Por un lado, el hombre que se cree superior por ser heteronormativo, no va a tener ningún problema en considerar que tiene toda una serie de derechos, que en realidad son privilegios otorgados por un orden injusto. No menos importante es considerar que todas las personas al margen de este estereotipo van a considerarse a sí mismas inacabadas, faltas de tutela, débiles y sumisas, pues así han sido socializadas, a no ser que tengan la bendición de la rebelión. En todo caso, no nos engañemos, el castigo está asegurado.

Imagen de Tumisu en Pixabay

No hay un modelo de persona que pueda ser maltratada. Por desgracia esta situación la pueden sufrir personas de cualquier edad, estatus social, nivel de formación y origen, pero todas forman parte de la clase que vive en el margen, es decir, la mayoría de las personas del mundo.

Sí es cierto, no obstante, que existe todo un mecanismo social tácito que enseña a sufrir a aquellas personas no privilegiadas. Así durante mucho tiempo, y me atrevo a asegurar que aún ahora, las violencias de todo tipo dentro de la pareja se han considerado problemas de relación y se ha negado la protección que merecen las víctimas de esta situación.

Ya vemos que no es sencillo. Al final podemos decir que vivimos en una realidad estructurada piramidalmente y que en la base estamos las mujeres: con menos derechos de facto y que, no nos olvidemos, por debajo aún existen personas que están en el margen de la marginalidad y que su nivel de vulnerabilidad es astronómico.

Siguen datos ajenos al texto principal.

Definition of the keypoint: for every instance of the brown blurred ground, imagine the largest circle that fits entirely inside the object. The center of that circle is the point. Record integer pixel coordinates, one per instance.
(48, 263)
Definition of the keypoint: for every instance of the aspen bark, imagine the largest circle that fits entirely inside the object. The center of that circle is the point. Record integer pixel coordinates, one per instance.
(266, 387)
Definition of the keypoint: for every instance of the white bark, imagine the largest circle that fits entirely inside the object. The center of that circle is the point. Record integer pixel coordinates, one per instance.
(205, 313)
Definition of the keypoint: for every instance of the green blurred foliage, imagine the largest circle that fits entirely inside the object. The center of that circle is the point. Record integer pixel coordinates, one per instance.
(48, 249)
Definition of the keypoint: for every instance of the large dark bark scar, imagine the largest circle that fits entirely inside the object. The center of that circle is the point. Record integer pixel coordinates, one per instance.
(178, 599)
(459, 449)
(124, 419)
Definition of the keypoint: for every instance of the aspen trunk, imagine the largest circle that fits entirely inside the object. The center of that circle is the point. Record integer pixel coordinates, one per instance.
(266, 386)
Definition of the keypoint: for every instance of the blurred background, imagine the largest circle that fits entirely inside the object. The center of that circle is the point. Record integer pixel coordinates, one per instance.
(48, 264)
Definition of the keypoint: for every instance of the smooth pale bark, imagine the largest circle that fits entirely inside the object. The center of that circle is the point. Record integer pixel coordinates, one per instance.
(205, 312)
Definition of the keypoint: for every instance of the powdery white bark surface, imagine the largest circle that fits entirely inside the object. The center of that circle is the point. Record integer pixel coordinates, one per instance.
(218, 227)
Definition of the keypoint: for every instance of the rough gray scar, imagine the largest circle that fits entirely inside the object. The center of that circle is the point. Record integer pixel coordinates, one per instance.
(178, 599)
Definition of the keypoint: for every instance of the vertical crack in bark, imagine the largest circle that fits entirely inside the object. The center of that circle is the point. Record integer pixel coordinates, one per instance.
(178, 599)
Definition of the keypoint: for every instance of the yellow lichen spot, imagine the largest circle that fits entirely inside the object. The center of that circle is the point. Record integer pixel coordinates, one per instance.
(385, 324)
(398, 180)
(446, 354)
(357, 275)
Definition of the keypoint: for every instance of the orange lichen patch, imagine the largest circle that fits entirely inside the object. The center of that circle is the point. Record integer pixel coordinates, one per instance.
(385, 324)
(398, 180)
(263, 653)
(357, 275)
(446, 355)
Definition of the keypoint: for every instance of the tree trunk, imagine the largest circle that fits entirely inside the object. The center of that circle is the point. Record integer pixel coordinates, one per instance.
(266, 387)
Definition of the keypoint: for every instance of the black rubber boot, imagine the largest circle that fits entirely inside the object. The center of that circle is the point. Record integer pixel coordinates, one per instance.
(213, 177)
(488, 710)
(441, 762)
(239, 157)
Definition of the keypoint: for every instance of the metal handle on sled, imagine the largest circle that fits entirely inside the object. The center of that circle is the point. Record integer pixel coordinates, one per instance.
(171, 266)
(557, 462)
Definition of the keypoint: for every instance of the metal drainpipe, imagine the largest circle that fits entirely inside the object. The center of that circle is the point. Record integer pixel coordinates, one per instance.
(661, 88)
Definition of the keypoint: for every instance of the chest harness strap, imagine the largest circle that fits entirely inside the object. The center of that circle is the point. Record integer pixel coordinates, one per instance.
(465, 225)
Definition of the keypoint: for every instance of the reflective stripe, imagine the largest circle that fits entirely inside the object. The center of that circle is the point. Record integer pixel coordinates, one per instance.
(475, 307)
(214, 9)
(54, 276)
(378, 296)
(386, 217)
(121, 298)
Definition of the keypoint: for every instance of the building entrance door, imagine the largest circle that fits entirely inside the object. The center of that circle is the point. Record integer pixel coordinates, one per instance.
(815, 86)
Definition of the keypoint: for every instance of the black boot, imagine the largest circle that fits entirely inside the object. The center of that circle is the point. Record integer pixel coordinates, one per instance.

https://yolisita16913.wordpress.com/

¿Es normal esta situación? Por desgracia la hemos naturalizado de tal manera que llegamos a creer que en el mundo tiene que haber personas que mandan y otras que obedecen; que hay quienes tienen que ser ricas y otras que tienen que ser pobres porque no son suficientemente inteligentes o capaces y toda una serie de despropósitos de esta índole. Lo cierto es que toda esta vergüenza obedece a un status quo concreto y a la voluntad de mantenerlo, un mundo basado en la individualidad y la depredación. Si ya sabemos que “divide y vencerás” está claro que la falta de una conciencia de lo común nos hace tan vulnerables que estamos en riesgo permanente y en indefensión ante el abuso.

Y estas ideas que pudieran parecer peregrinas son las que están en la base de las violencias: yo te abuso porque quiero ser superior y situarme más arriba de la pirámide que tú. Forjamos una identidad de fortaleza y depredación ¿Os suena de algo?

#12causasfeministas para un 2013 menos machista

No quiero acabar este artículo sin poner en evidencia e incluso denunciar la complicidad de las estructuras gubernamentales y judiciales en contra de las personas más vulnerables. Sentencias como las de la manada o la existencia de la brecha salarial, entre otras calamidades, nos informan de esta violencia por lo bajini, que las instituciones mantienen en contra de las personas no hombres, blancos, de clase media, etc. esto es, las que ostentan los privilegios que han depredado a otras personas y que ejercen impunemente e incluso son reforzados en positivo por su entorno.

 

Así que ya vemos que la cosa no es fácil, pero sí cambiable, pues todo es un montaje o constructo social y por tanto, cada día podemos renunciar a la utilización de la violencia en nuestra realidad.

 

Salud i una realidad libre de violencias.